08.09.2010 18:29 Uhr
von genervte Mutter:
Ich finde,Schüler und Eltern haben nun Schulfrieden und Ruhe verdient. Und die Schulen sind sowieso schon völlig überfordert mit den von der Schulbehörde nur (freundlich ausgedrückt) rudimentär ausgearbeiteten Neuerungen. Ich bin auch erschüttert darüber, dass es offenbar unter den Schulreformbefürwortern schlechte Verlierer gibt; die Abstimmungsvorlage war schließlich deren Idee! Man kann nur hoffen, dass das Gericht vernünftig entscheidet und Frau Götsch sich an das Abstimmungsergebnis hält. Ansonsten ist es sicher mit dem Frieden in Hamburgs Schullandschaft endgültig vorbei!
08.09.2010 18:21 Uhr
von Berti:
Ich versuch mir gerade vorzustellen, was passieren würde, wenn das Verfassungsgericht wider Erwarten den drei Klägern Recht gibt.

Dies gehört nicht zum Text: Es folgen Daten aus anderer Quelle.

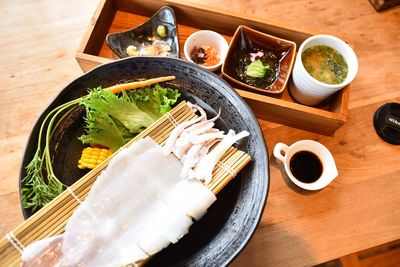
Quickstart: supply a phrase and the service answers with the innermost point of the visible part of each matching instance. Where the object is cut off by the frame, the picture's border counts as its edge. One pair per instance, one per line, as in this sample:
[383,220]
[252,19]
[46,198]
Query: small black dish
[230,222]
[387,123]
[119,41]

Damit stünde der Senat dann komplett blamiert da. Und bei einer neuerlichen Abstimung dürfte die Mehrheit dann noch deutlicher ausfallen!
07.09.2010 13:48 Uhr
von Holger 40:
Zum Beitrag von Carsten Bittner noch folgende Ergänzung: ...“betonen aber, es gehe ihnen unabhängig vom Inhalt um Klärung der verfassungsrechtlichen Fragen.“ Die drei Kläger aus dem Dunstkreis von „Pro Schulreform“ hätten also auch in Falle ihres Obsiegens die Rechtmäßigkeit des Volksentscheids angefochten? Da man mir nachsagt, ein höflicher Mensch zu sein, beschränkte ich mich darauf, diese Äußerung der Kläger als Schutzbehauptung zu werten. Anderenfalls müßten sie ja eingestehen, daß der Volksentscheid und insbesondere das von den Blockflöten modifizierte Abstimmungsverfahren von den „Vereinigten Schulverbesserern“ versemmelt worden ist. Dumme Gedanken hat jeder, nur der Weise verschweigt sie.(Wilhelm Busch)
07.09.2010 09:04 Uhr
von Carsten Bittner:
"Umstrittener Volksentscheid"? - da war wohl der Wunsch Vater des Gedankens. Die Verfassungsklage von Herrn Lipinski ist eindeutig ein Windei. Von gut 492.000 abgegebenen Wahlzetteln enthielten gut 276.000 ein Ja für die Volksinitiative und nur ca. 217.000 ein Ja für den Antrag der Bürgerschaft. Die Schnittmenge der Stimmzettel mit einem doppelten Ja ist also bei realistischer Betrachtung (d.h. wenn man den Hamburger Wählern nicht unterstellen will, dass Zehntausende mit Doppel-Ja und dann ebensoviele mit Doppel-Nein abgestimmt haben) mit ca. 1.000 Stimmen verschwindend gering und hat auf die Erreichung des für die Volksinitiative geltenden Quorums von gut 247.000 Stimmen keinen Einfluss gehabt. D.h. selbst wenn die Möglichkeit des "Doppel-Ja" unzulässig war (- und bitteschön: Wessen Idee war das denn noch gleich? Richtig! Die der Primarschulbefürworter!) dann hat dieser Fehler auf das Ergebnis der Abstimmung keinen Einfluss gehabt und ist daher unbeachtlich. Die Verfassungsklage von Herrn Lipinski ist damit nichts anderes als ein Rückzugsgeplänkel schlechter Verlierer und darf die schnelle Umsetzung des Volksentscheides nicht aufhalten.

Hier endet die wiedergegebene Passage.